Although the Korean government denies its direct involvement in these bailout programs, most of the banks with large exposure to Hynix's debts are either government-controlled or nationalized banks.
What is effectively happening is the nationalization of Hynix using public funds. The combined exposure to Hynix's debt of government-controlled or nationalized banks amounts to almost $4 billion, and these banks have to write off 50 percent to 75 percent of their loans to Hynix. And who is paying the price? The Korean taxpayers and individual investors holding Hynix shares.
The Korean government has injected more than $115 billion of public funds or one-quarter of GDP to recapitalize and restructure the banking sector since the Asian financial crisis. Korean taxpayers are paying this amount and will continue to pay in the foreseeable future. Hynix's debt only adds more to their tax payment.

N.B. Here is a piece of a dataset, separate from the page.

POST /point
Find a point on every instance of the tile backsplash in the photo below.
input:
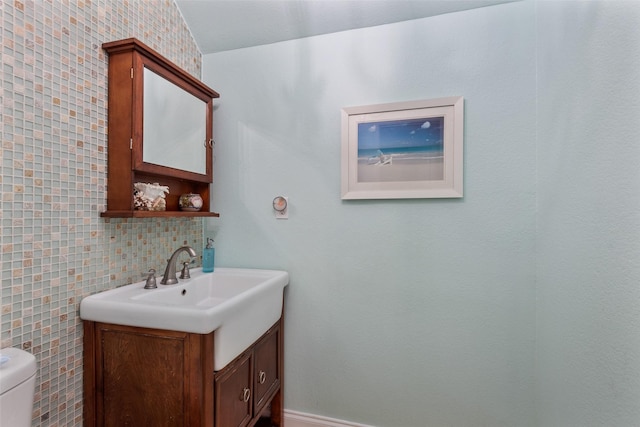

Why can't the Korean government stop supporting an ailing company like Hynix? Simply put, the Hynix fiasco started when it was forced to acquire its Korean competitor, LG Semiconductor Co. Ltd., along with its debt of $4.5 billion, as part of the corporate sector reform programs dictated by President Kim Dae Jung's administration. It was one of many fanfare cases of corporate restructuring in Korea. Unfortunately, the government-led reform programs usually lack sound economic and financial justification. It is not surprising that the Korean government is reluctant to admit its mistakes through the demise of Hynix.